The "same sterile uniformity" is aimed only at the state schools and poor private ones. This is where corporate skill sets will replace the disciplines, and the great ideas will be replaced by a vulgar vocationalism. The Yales and the Penns and the Stanfords will continue to offer the best university education in the world, entirely out of reach by those whose parents are not a part of the leadership class. This is intended to complete the K-16 caste system of education, a system aimed to maintain white privilege, even as whites become the minority.
. . . .
The battle over accountability has many different skirmish lines. Private institutions like the University of Charleston are adapting to the marketplace. Public universities are warding off state action. State governments are talking about mandating assessment. In Washington, the great buzzing hive of associations seems, for now, to have successfully swarmed its adversary. After the commission published its report, Spellings convened a “negotiated rule-making” process. She wanted, among other things, to ensure that regional accrediting agencies demand that the institutions they accredit use objective outcome measurements. This was deemed an unprecedented attack on the autonomy of accrediting agencies and universities. Both turned to their friends in Congress. And in late May, just days before the rule-making process on accreditation was to conclude, Senator Lamar Alexander, Republican of Tennessee, former secretary of education and ranking minority member on the Health, Education, Labor and Pensions Committee, accused the Bush administration of “proposing to restrict autonomy, choice and competition.” Alexander wrote to Spellings, telling her to leave these thorny issues to Congress. Spellings promptly complied. “Congress,” says the crusty Charles Miller, “is in the thrall of the academy.”

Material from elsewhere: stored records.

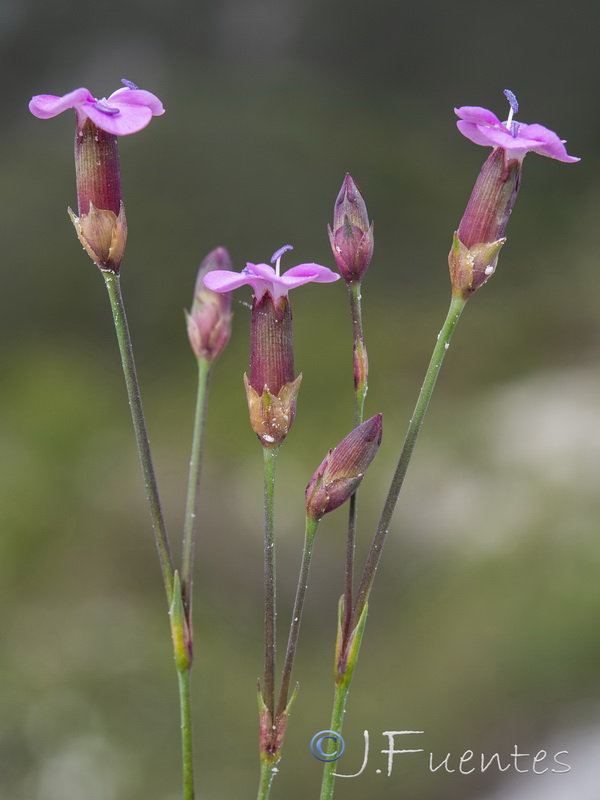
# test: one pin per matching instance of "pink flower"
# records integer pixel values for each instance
(263, 278)
(127, 110)
(516, 138)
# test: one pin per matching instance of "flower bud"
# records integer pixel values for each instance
(352, 235)
(271, 344)
(101, 225)
(271, 391)
(343, 469)
(272, 415)
(209, 321)
(474, 254)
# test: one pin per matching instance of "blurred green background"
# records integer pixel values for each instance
(483, 628)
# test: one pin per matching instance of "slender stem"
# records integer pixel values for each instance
(361, 367)
(360, 391)
(270, 459)
(443, 342)
(187, 555)
(268, 770)
(337, 720)
(186, 733)
(343, 686)
(309, 540)
(141, 435)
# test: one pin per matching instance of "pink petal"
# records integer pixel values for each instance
(45, 106)
(545, 142)
(222, 280)
(137, 97)
(263, 271)
(477, 115)
(130, 119)
(311, 272)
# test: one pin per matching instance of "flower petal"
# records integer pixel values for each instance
(137, 97)
(130, 119)
(477, 115)
(545, 142)
(222, 280)
(45, 106)
(305, 273)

That grip is bound to weaken. The self-accountability of our system of higher education is grounded in the optional nature of college attendance. But college isn’t really optional any longer. The economic value of higher education, on both the individual and the national levels, has given the public a stake in outcomes not so different from the stake it has in the public schools. Even private institutions, in this regard, are quasi-public entities. Almost 25 years ago, Margaret Spellings points out, the report known as “A Nation at Risk” provoked a national discussion about education that has not yet subsided. “I think,” she says, “that’s what has been precipitated” by her own report. “It’s only just begun.”